Wall-resolved large eddy simulations of the flow on a rotating wind turbine blade section are conducted to study the rotation effects on laminar-turbulent transition on the suction surface. A chord Reynolds number of 1×105 and angles of attack (AoA) of 12.8°, 4.2°, and 1.2° are considered. Simulations with and without rotation are performed for each AoA. For AoA=12.8°, rotation increases the reverse flow from 7% of the free-stream velocity in the non-rotating case to 16% of it in the rotating case in the laminar separation bubble (LSB), triggering an oblique instability mechanism in the latter, leading to a faster breakdown to small-scale turbulence.
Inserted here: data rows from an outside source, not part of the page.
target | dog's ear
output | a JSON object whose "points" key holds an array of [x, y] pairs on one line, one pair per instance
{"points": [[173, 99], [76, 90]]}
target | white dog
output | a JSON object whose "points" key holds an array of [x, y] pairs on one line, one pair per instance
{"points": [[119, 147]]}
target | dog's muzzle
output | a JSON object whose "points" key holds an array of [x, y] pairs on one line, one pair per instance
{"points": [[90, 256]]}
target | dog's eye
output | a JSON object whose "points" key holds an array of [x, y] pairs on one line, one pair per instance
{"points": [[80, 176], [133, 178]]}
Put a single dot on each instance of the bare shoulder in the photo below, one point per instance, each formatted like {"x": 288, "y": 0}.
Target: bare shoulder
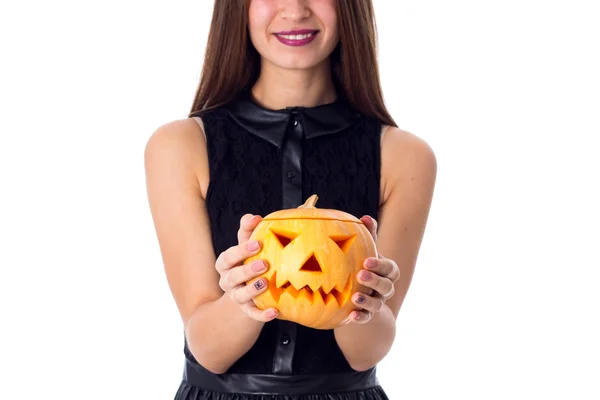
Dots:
{"x": 405, "y": 159}
{"x": 180, "y": 147}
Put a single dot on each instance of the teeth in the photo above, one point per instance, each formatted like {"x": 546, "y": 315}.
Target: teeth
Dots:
{"x": 297, "y": 37}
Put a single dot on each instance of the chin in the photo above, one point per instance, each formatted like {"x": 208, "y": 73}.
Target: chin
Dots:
{"x": 296, "y": 62}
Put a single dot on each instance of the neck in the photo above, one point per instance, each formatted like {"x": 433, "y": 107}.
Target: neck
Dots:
{"x": 278, "y": 88}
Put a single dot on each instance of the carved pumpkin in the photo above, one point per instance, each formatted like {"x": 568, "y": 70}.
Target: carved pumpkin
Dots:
{"x": 313, "y": 257}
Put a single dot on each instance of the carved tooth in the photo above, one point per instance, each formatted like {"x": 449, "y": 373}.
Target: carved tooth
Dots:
{"x": 305, "y": 294}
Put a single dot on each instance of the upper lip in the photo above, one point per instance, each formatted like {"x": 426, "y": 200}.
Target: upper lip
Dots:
{"x": 297, "y": 32}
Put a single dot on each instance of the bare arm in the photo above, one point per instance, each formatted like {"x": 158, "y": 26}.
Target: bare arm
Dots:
{"x": 177, "y": 179}
{"x": 409, "y": 171}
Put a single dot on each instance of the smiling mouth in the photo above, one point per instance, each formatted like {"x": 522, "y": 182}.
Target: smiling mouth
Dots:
{"x": 340, "y": 297}
{"x": 297, "y": 35}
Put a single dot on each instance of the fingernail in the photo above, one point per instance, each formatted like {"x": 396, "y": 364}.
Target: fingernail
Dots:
{"x": 365, "y": 275}
{"x": 253, "y": 245}
{"x": 258, "y": 266}
{"x": 259, "y": 284}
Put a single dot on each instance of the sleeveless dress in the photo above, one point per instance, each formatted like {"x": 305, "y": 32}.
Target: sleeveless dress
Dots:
{"x": 261, "y": 161}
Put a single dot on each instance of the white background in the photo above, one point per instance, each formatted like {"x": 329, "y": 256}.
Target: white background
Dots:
{"x": 505, "y": 300}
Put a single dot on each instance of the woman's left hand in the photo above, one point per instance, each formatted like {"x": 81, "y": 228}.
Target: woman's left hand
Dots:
{"x": 379, "y": 275}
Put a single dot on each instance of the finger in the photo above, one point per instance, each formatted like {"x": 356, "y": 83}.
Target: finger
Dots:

However, rotation delays transition and reattachment in 3%–4% of the chord due to the acceleration of the boundary layer upstream of the LSB, which is subject to a strong adverse pressure gradient (APG), stabilizing Tollmien–Schlichting (TS) waves. Regarding AoA=4.2° and 1.2°, rotation slightly decelerates the attached boundary layer since the APG is very mild but accelerates the separated flow downstream, stabilizing Kelvin–Helmholtz (KH) modes. This mitigates the oblique instability mechanism and slows down the breakdown of KH vortices in the rotating case. In these cases, the transition location is little affected by rotation, possibly due to a rotation-independent absolute instability. Rotation also generates a spanwise tip-flow in the LSB for AoA=4.2° and 1.2°, which is highly unstable and triggers stationary and traveling crossflow modes. Nevertheless, the amplitudes of these modes remain too low to trigger transition.